Duff Conacher, founder of advocacy group Democracy Watch, said that while it's great that candidates are disclosing their fundraising amounts, it should have been done much sooner. 

"Voters have a right to know before they vote who has funded each candidate," Conacher said. "If you ask most people, they would say 'Oh, yeah, I would like to know who is bankrolling various candidates before I vote,' because any candidate will owe those people and that will affect the decisions that they'll make."

During the campaign, Fougere said such contributions do not affect what happens in the future. 

"This is democracy. You're allowed to raise money and therefore it should be fine. But if the insinuation is somehow that if you raise money in a certain category, [that] people, developers may have a way through the door for decision making, that's false," Fougere said in November.

Sandra Masters was one of nine people running for mayor of Regina. She won with more than 19,000 votes on Nov. 9, 2020. (Heidi Atter/CBC)

While on the campaign trail, Masters said she stays out of the fundraising intentionally and her finances go directly through an auditor. She said donations would not affect her decisions if elected.

"I would never want an interested party of any kind to actually think they had undue influence or sway on what I may do at city hall," Masters said in November. "The intention has to be, you serve the city first and whatever is best for the city is what needs to happen."

Democracy Watch co-founder Duff Conacher says $200 is still a lot for the average person and the amount a single person can donate to a candidate should be lowered. (CBC)

Conacher said one way to increase election transparency would be to have disclosures weekly leading up to the election, instead of 90 days after the election is finished.

Also, setting a low donation limit would mean candidates would have to rely on individual citizens instead of getting donations from large businesses, he said. Having a donation limit of $50 or $100 would mean candidates wouldn't have a ton of money to spend unless they are supported by a lot of voters, "which is a democratic system," Conacher said. 

In lieu of that, a lower disclosure threshold would help, Conacher said, as for mayoral candidates only donations of $500 or more have to be declared and for councillors it's only $200 or more. As this means people could potentially donate just under the limit to not be declared.

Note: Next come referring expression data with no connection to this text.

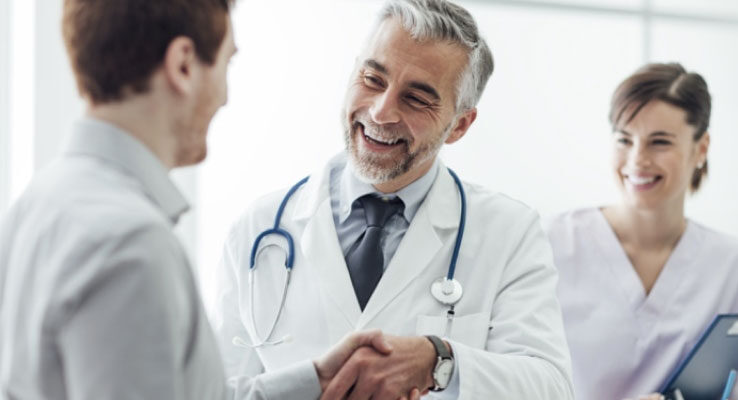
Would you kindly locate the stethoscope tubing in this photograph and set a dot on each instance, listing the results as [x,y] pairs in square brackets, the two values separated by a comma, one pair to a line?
[290,260]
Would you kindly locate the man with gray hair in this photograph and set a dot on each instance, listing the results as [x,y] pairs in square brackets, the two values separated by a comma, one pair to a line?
[375,236]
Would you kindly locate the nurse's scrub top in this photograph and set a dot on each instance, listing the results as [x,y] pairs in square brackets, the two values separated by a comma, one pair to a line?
[623,342]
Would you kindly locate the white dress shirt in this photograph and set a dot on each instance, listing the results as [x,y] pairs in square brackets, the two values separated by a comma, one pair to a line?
[623,342]
[97,297]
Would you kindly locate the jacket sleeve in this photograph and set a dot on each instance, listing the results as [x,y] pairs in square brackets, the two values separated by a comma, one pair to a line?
[526,355]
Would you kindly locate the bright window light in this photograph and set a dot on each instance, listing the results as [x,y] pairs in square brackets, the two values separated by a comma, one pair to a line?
[22,45]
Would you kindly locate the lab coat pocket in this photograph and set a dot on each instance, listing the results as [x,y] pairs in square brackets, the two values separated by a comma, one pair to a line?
[469,329]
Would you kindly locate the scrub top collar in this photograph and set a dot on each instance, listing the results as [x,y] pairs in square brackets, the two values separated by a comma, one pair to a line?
[97,138]
[412,195]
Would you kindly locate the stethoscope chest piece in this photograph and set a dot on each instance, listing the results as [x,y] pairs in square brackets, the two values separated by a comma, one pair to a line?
[447,291]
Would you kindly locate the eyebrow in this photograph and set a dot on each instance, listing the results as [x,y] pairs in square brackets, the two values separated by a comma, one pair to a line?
[423,87]
[656,133]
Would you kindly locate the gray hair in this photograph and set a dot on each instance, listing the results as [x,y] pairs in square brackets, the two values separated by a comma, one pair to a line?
[441,20]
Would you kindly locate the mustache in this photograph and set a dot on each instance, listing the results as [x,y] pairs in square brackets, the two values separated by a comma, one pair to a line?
[390,132]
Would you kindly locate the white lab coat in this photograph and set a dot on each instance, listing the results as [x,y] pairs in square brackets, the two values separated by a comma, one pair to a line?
[624,343]
[507,337]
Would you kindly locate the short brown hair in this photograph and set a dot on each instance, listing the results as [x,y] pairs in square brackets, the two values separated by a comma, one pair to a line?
[669,83]
[117,44]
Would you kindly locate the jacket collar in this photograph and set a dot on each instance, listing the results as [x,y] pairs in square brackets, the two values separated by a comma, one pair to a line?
[100,139]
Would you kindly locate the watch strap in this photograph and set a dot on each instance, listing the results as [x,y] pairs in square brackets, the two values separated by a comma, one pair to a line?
[441,349]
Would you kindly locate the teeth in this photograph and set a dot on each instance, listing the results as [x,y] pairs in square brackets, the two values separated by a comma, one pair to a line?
[638,180]
[376,138]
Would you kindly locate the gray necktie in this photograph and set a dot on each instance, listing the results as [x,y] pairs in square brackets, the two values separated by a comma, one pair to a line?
[365,259]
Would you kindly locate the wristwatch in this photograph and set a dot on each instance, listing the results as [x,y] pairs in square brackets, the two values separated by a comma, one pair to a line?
[444,364]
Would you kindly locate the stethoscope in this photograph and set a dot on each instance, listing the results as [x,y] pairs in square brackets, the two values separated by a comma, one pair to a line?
[446,290]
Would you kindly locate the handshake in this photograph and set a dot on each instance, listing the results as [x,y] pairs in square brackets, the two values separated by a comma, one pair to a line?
[371,365]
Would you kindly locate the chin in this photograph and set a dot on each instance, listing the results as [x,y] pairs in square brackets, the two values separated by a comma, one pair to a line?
[192,157]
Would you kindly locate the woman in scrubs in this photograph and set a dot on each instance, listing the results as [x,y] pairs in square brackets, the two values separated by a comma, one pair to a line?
[639,281]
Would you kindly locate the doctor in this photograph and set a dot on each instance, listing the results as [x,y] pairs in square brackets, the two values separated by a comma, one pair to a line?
[377,226]
[97,298]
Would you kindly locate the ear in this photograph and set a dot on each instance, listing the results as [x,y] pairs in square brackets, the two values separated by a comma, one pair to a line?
[179,66]
[463,122]
[702,146]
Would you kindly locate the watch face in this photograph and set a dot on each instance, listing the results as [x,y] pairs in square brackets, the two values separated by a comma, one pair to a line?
[442,373]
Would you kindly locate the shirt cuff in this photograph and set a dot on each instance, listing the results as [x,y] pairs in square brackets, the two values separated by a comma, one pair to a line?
[298,381]
[454,385]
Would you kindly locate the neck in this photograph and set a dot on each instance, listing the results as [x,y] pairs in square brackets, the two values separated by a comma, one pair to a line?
[651,228]
[405,179]
[142,118]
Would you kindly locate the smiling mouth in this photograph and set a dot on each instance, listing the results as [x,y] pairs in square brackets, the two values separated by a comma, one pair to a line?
[375,139]
[641,181]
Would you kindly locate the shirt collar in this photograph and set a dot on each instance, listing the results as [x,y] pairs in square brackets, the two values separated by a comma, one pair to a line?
[106,141]
[412,195]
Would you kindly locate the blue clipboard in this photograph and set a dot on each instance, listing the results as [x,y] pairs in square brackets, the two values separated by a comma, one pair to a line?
[702,375]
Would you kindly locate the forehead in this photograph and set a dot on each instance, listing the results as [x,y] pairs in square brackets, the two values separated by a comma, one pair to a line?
[657,116]
[437,63]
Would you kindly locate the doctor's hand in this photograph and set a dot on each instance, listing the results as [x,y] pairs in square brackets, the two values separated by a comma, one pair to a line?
[369,374]
[329,364]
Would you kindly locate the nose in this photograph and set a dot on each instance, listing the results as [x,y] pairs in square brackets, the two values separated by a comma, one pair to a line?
[384,109]
[639,156]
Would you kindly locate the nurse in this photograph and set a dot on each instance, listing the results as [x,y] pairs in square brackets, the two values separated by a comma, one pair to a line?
[638,280]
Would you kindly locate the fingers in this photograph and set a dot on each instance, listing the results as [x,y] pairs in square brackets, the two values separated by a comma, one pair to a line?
[373,338]
[339,386]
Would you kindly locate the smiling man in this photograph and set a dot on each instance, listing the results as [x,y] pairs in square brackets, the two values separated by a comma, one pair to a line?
[97,297]
[377,227]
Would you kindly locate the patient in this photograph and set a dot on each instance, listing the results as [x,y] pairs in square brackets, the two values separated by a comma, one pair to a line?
[638,280]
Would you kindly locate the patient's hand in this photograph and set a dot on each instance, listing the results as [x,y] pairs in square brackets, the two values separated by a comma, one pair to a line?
[652,396]
[329,364]
[402,374]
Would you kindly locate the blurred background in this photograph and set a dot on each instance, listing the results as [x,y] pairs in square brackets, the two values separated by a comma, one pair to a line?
[541,136]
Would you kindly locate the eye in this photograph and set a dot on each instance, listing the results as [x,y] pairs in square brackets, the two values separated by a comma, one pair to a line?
[416,101]
[373,81]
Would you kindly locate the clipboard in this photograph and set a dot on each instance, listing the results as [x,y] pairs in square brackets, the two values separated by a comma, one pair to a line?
[702,375]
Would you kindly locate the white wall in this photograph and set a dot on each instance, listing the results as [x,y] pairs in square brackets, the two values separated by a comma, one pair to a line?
[57,104]
[4,102]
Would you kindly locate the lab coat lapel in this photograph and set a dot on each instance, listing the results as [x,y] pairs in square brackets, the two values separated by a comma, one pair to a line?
[319,244]
[434,224]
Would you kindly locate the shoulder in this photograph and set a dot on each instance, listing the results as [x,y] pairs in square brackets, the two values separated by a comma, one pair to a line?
[489,202]
[259,215]
[716,243]
[571,221]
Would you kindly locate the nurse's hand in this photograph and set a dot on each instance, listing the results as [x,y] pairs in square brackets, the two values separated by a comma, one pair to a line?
[370,375]
[652,396]
[329,364]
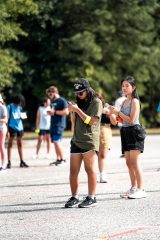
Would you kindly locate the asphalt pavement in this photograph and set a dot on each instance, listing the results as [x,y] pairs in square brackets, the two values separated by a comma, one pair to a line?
[32,199]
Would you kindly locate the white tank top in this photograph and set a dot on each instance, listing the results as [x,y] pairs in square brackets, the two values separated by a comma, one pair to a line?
[45,119]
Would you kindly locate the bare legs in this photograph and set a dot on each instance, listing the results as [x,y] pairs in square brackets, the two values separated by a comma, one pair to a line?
[89,159]
[2,144]
[40,139]
[135,171]
[19,145]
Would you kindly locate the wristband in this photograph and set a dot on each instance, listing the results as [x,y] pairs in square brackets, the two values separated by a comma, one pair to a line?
[37,131]
[87,120]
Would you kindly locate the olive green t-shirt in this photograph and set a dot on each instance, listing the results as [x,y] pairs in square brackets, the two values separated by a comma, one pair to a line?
[86,136]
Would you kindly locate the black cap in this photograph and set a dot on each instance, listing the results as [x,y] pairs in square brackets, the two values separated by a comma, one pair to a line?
[80,85]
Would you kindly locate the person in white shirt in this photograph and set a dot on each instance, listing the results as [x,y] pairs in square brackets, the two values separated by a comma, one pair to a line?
[43,122]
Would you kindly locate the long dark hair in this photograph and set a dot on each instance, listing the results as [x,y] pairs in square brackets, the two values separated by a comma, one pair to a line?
[84,104]
[132,82]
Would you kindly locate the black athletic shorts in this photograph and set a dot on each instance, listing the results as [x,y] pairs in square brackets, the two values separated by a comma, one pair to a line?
[130,139]
[15,133]
[75,149]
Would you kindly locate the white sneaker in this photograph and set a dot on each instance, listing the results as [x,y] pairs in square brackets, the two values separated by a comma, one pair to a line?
[35,156]
[3,167]
[47,156]
[103,178]
[138,194]
[132,190]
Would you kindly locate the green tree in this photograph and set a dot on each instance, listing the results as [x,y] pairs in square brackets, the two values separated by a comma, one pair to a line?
[10,30]
[102,40]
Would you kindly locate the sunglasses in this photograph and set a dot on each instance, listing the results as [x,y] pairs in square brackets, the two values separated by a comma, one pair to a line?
[80,93]
[50,92]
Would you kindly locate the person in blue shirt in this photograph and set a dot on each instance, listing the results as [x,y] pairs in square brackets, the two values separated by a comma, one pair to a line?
[15,127]
[158,108]
[58,112]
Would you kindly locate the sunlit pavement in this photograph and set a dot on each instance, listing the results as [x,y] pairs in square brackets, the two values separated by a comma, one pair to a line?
[32,199]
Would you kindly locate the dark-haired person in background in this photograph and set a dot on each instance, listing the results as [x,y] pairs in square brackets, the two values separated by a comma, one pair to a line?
[58,112]
[86,116]
[132,145]
[43,123]
[15,127]
[3,131]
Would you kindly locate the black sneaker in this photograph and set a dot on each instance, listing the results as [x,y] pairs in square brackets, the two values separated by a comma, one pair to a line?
[8,165]
[88,202]
[72,202]
[57,162]
[23,164]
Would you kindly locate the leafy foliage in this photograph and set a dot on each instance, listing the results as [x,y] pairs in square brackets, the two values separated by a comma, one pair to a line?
[102,40]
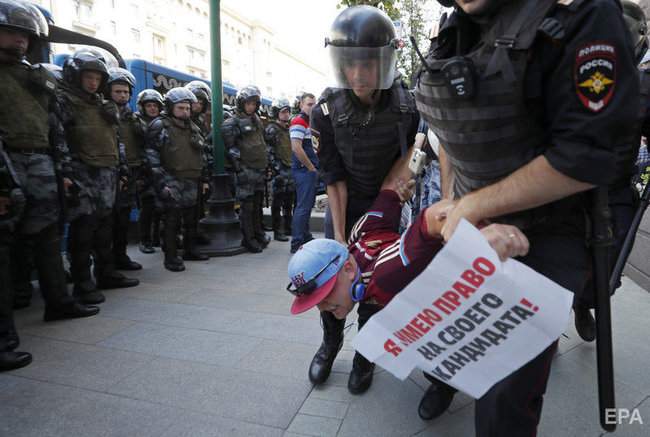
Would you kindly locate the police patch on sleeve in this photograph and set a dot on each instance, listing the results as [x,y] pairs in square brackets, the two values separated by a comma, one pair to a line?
[595,75]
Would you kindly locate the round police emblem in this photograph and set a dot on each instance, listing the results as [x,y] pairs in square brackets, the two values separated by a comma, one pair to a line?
[595,75]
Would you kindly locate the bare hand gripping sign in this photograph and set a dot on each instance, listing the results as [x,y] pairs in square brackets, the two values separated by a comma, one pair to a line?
[469,319]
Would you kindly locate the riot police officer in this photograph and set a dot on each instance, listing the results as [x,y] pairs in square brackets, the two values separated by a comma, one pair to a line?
[12,203]
[534,102]
[30,122]
[91,125]
[119,88]
[200,117]
[150,104]
[175,155]
[243,136]
[360,129]
[277,137]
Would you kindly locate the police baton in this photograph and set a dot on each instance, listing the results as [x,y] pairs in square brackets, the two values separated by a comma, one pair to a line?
[628,243]
[601,242]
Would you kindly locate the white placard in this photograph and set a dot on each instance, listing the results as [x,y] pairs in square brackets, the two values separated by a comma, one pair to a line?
[468,319]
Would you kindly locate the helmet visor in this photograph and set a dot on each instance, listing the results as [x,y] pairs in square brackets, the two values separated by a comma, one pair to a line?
[363,67]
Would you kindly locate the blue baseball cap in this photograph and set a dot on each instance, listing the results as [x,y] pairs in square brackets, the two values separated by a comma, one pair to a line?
[313,270]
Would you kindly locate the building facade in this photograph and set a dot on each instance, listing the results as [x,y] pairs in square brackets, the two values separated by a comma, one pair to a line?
[176,34]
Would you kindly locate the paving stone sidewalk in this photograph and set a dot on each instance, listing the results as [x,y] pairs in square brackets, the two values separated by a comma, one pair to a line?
[213,351]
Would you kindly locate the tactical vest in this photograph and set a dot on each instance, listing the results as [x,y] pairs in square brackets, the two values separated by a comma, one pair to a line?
[181,156]
[91,136]
[283,148]
[130,133]
[369,142]
[24,112]
[491,135]
[251,141]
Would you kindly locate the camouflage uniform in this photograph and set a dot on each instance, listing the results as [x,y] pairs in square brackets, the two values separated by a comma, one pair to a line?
[174,151]
[30,116]
[131,135]
[91,130]
[243,137]
[277,137]
[9,188]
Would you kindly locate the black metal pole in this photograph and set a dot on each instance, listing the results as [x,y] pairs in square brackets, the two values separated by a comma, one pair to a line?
[602,242]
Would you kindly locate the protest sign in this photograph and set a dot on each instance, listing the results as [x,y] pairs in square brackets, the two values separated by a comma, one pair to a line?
[468,319]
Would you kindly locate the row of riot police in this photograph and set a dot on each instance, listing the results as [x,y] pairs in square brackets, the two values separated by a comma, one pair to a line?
[75,156]
[257,153]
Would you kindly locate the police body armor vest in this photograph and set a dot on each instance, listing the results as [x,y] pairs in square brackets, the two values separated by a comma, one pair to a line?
[181,155]
[91,136]
[24,113]
[251,142]
[283,148]
[491,135]
[369,142]
[130,131]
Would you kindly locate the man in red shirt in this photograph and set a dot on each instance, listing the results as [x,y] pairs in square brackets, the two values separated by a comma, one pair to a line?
[378,262]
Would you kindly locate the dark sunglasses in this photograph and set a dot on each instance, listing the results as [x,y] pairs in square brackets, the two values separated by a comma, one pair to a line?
[309,286]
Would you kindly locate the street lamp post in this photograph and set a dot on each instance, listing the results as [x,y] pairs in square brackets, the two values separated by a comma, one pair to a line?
[221,225]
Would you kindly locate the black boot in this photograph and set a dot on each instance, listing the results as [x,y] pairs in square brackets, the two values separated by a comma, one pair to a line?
[190,253]
[278,233]
[258,228]
[172,262]
[113,279]
[585,323]
[10,360]
[80,245]
[53,282]
[361,375]
[72,310]
[105,274]
[436,400]
[124,262]
[248,232]
[86,292]
[321,365]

He said $200 is still a lot of money for many people.

"If you lower the donation limit to an amount that an average voter can afford ... if you believe in the principle of one person, one vote, you don't want to allow people with money to use their money to have more influence," Conacher said.

Conacher said B.C. used to be called the 'wild west of political finance' and has since placed limits, Quebec has placed a ban on corporate and union donations to municipal candidates and he hopes Saskatchewan will follow suit. 

"Bring in some rules to ensure a democratic government."